Outside, there will be a large outdoor area, which will contain a 1976 Airstream turned into a bar (for a total of three), as well as a dog park—almost an acre in size. The full restaurant menu will be served at the bar, which will have seating, and other seats will be scattered through the dog park.
Ochs will offer membership to the dog park ($20 per month) with the goal of forcing owners to sign a waiver so they are accountable if their dogs get into fights or other problems. “It will be a place to go where you don’t have to worry about your dog,” he says.
Ochs expects most revenue to come from the restaurant. Most of the membership dues will be reinvested into the dog park to keep it in good shape.
There’s nothing exactly like this in Atlanta, says Ochs, and perhaps not across the U.S. In Seattle, there’s Dogwood Play Park, which offers booze and some light snacks. And two Brooklynites are hoping to open BYOD (Bring Your Own Dog) restaurant in the New York borough, to appeal to dog owners.
In Michigan, it’s expected that a bill will soon be passed allowing residents to bring their dogs onto restaurant patios, with conditions, including the dog doesn’t eat from the table—which you’d hope is common sense to any pooch-owner. Meanwhile, Georgetown, Texas, recently decided it was OK for dog owners to bring their pups to dinner too—restaurants here have to apply for a permit, which takes about a week to approve.
Lazy Dog, a chain of 22 restaurants in California, Las Vegas, and Texas, and headquartered in Huntington Beach, California, has allowed dogs since it opened its first location in that town in 2003.
There are rules, and these are posted on Lazy Dog’s website. These include: Dogs must stay on the ground; and they can’t eat from a human’s plate.
But dogs don’t suffer here. Each pup gets a complimentary bowl of water and there’s a small doggy menu of three items: a grilled hamburger patty with brown rice ($4.95); grilled chicken breast and brown rice ($4.95) or plain brown rice ($1.95). About a third of people on the patio order something for their dog, says spokeswoman Laura Hansen. But, she says, “That’s not where we’re making our money; it’s a tack-on but it’s more about the amenity.”

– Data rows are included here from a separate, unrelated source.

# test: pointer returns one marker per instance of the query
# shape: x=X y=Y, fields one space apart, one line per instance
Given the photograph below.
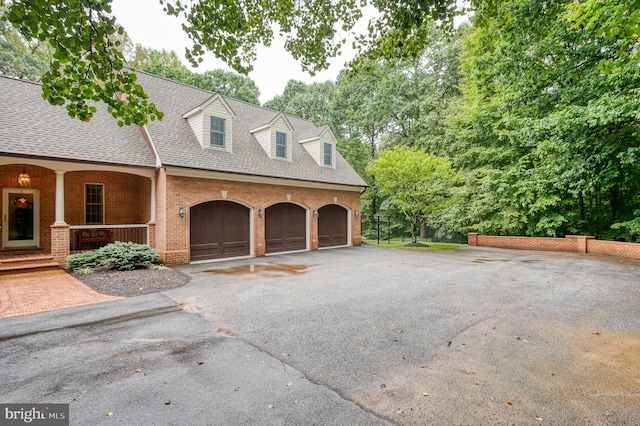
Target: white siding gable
x=281 y=125
x=266 y=136
x=315 y=147
x=200 y=121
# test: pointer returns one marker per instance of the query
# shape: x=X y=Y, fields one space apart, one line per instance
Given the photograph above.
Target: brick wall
x=126 y=197
x=570 y=243
x=45 y=181
x=614 y=248
x=172 y=233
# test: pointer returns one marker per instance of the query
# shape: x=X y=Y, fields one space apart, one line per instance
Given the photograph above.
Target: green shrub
x=126 y=256
x=118 y=255
x=90 y=259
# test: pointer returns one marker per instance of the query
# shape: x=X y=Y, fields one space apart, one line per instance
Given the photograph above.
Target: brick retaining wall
x=570 y=243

At the end of every day, the Lazy Dog staff does an extra deep cleaning on the patio, just in case there have been any accidents, but beyond that, the canines are no extra work, Hansen says.

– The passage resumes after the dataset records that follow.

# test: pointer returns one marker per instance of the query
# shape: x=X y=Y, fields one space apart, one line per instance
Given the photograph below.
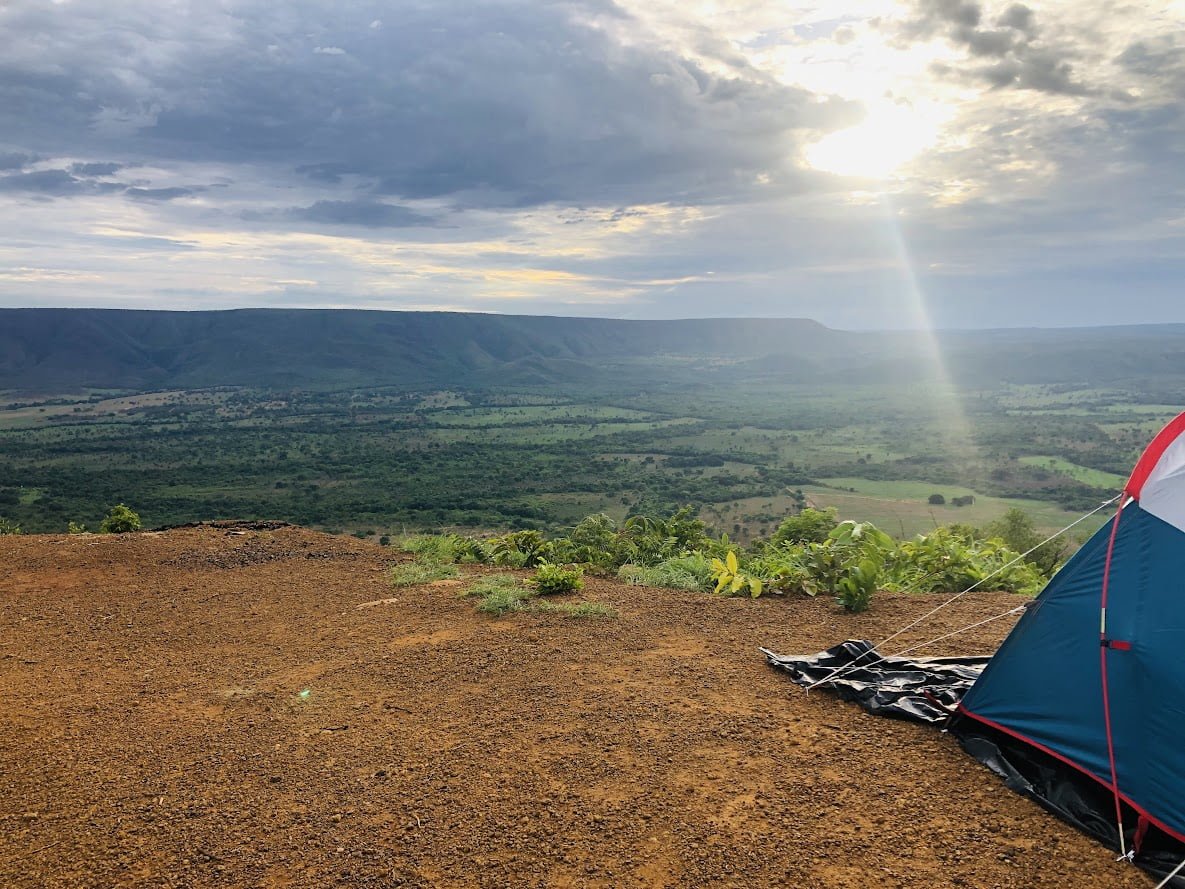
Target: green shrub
x=859 y=582
x=550 y=579
x=1017 y=530
x=593 y=542
x=491 y=583
x=120 y=519
x=504 y=600
x=730 y=580
x=690 y=571
x=945 y=561
x=519 y=549
x=417 y=570
x=808 y=526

That’s true at Michael’s Genuine Food & Drink in Miami, too, where dogs are a nice addition to the restaurant, says general manager Nicole Kelly.
“It brings a nice atmosphere. On Sunday brunch it’s really fun to walk around the courtyard, which is filled with babies and puppies.”
The restaurant provides free organic peanut butter cookies for every pooch, along with a bowl of water.
There have been no issues with the dogs, Kelly says. “We do place people carefully if they have a big dog, like we do if people have a stroller—to the side.”
Miami’s a pretty dog-friendly city, and like Lazy Dog, LoKal offers food to its four legged friends.
Even before the restaurant opened, during its construction period, the owners left homemade doggy biscuits out front for hungry pooches.
“Coconut Grove is a huge dog community and we are near a vet so I wanted the sick dogs to feel welcome,” says owner Matt Kuscher.
He also holds dog-focused events, to help local shelters, for example, at LoKal and has helped find homes for more than 20 rescues.
Dogs are only allowed on LoKal’s patio and must be kept on a leash.
The restaurant offers two entrees for dogs—Marmaduke’s meatloaf and Yeyo’s chicken and rice (both $5)—and Kuscher says most dog owners buy one. “It’s a great deal—they even get a [dog] breath mint at the end. He sells about 10 a day.
LoKal also serves Yeyo's No Bullshit Brown Ale, so even puppies can feel they’re able to have a drink. This is made from beef broth and named after Kuscher’s pooch, Yeyo. All dogs—dining in or just walking by—also get free homemade doggy biscuits, baked fresh daily.
All doggy dishes are hand washed so they don’t go through the dishwasher with human tableware.
Kuscher loves catering to dogs. “It won’t make us rich but that's not the point. Our goal is invite the dog community in and let them know we welcome their four-legged friends. Also remember, when they bring their dogs they are also eating and drinking.”